Melbourne street art and graffiti riffs on topical themes, and, currently, the COVID-19 pandemic is the most topical. And there has been a mix of politics and personal responses in street art and graffiti.

This is not a collection trawled from the internet, to attract page views without knowledge or information on the background, but a limited selection that I have gathered on my walks in Melbourne, Brunswick and Coburg. Some of these images have appeared in previous blog posts, but there is also some new work. Cell Out paste-up in Hosier Lane refers to the AstraZeneca vaccine’s problems.

In a surprising practical move, the City of Melbourne stuck social distancing markers in Hosier Lane. It is one of Melbourne’s tourist hotspot, but without international tourists, there are now far fewer people in the lane.

I saw a couple of visual references to the virus combined with other images. The grenade is obviously explosive. The tennis ball is a reference to the 2021 Australian Open spreading the virus, remembering that the state government favoured sporting events over culture consistently during Melbourne’s several lockdowns.

Stickers were the most political media on the street during the pandemic. They focused on state politics. Although State Premier Daniel Andrews gained many fanatical supporters during the pandemic, he was also hated by others. (I have the opposite view to Daniel Andrews on many things. He supports the police and cutting down trees, whereas I support cutting down the police and not trees.)

Given Victoria Police’s history of racism and connection to extreme right-wing politics, combined with the Black Lives Matter movement, I was surprised that I didn’t see more graffiti and street art about the use of police to enforce the lockdown.

Other pieces were more personal and representing the change of image from wearing masks. Given that graf writers tend to mask up anyway it wasn’t much of a change.

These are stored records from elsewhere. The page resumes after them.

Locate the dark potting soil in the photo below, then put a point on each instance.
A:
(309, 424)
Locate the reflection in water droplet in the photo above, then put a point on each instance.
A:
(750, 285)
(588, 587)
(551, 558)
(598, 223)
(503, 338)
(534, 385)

Making Hosier Lane Safe For Tourists

The new outdoor seating for the Hosier Lane restaurants has taken over Rutledge Lane for COVID safe dinning. (At the moment there is mostly intra-city tourism and the crowds of international tourists are absent.) This included repainting the walls with a rather bland, family-friendly theme of Disney’s Alice in Wonderland.

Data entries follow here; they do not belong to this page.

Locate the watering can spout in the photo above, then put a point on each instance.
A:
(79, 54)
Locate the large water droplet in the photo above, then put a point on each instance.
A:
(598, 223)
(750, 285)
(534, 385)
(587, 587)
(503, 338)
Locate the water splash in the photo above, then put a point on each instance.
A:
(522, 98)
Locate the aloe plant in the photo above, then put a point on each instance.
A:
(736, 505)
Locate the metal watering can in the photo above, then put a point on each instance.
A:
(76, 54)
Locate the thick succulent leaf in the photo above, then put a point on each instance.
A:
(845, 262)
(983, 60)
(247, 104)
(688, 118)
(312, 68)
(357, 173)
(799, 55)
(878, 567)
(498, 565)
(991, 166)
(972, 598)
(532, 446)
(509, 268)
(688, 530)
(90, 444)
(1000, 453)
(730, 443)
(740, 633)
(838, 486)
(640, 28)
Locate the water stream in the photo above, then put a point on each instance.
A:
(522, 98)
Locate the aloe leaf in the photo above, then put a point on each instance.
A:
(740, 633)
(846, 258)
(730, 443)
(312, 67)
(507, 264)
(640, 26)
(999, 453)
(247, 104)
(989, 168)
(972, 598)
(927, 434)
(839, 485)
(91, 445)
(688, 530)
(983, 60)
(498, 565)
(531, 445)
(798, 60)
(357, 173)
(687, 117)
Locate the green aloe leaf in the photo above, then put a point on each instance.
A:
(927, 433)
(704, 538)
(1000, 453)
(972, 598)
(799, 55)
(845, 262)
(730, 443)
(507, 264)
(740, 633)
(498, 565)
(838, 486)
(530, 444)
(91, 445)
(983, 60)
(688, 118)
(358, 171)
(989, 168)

How delightfully boho is it?

Over a decade ago, these much-misinterpreted words were stencilled on 167 Flinders Lane’s rear wall in Rutledge Lane. I will not explain the legally correct interpretation of those words, but the effect of their misinterpretation. Their misinterpretation created a street art zone in Melbourne’s centre and one of the city’s top tourist attractions.

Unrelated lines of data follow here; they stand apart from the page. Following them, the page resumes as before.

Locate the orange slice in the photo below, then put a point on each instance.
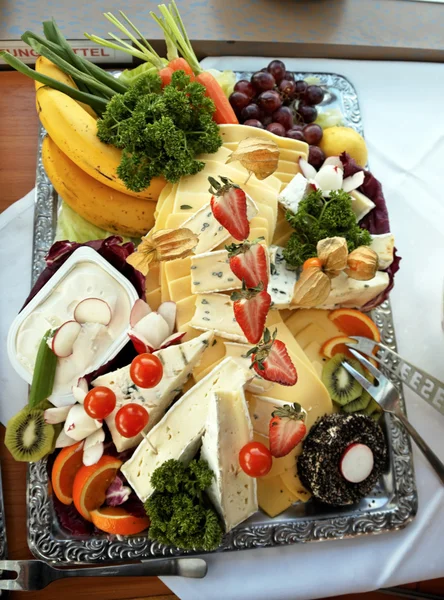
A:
(64, 470)
(337, 345)
(91, 483)
(115, 519)
(354, 322)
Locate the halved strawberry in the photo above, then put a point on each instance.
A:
(271, 361)
(249, 262)
(251, 307)
(287, 429)
(229, 206)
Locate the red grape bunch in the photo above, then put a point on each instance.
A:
(273, 100)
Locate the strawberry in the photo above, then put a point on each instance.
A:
(249, 262)
(251, 307)
(229, 206)
(287, 429)
(270, 360)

The words spelt out an application for “a retrospective Street Art Permit”. “The City of Melbourne acknowledges that public spaces provide a gallery and stage for artistic expression and approve permits for street art with the building owners permission. Legal street art contributes to a vibrant urban environment and can change continually on a day to day to basis.” The text finally noted, “The artwork may evolve over time.”

Overtime many layers of both authorised and unauthorised paint have been sprayed over those words and whole laneway. It has been painted Empty Nursery Blue and buffed black, in preparation for Melbourne Now. In places, the enamel paint is half a centimetre thick.

Art performs many functions, even paradoxically one function as to be functionless and excessive. Another is to overturn rules and conventions, the lords of misrule with a child’s eyes. That is where the notorious fire extinguisher filled with paint protest performance of February 2020 has to be looked at again.

“Melbourne’s Hosier Lane street art, graffiti, painted over in weekend ‘vandalism’ attack”, ABC News

Making the lane safe for tourism and families includes increased shopping, eating and photo opportunities for tourists. And these presents risks to others using the lane: the artists, the homeless, the homeless artists…

Is Hosier Lane a libertarian paint zone free to exploit for profit? Or is Hosier Lane an anarchic paint zone where freely given play/work contributions of graffiti and street art are welcome? These questions are at the centre of the debate about Hosier Lane’s function. They leave me contemplating two alternatives futures for the lane’s walls. Will it be bland, apolitical murals, celebrating celebrities and seasonal festivities, or the artistic unknown?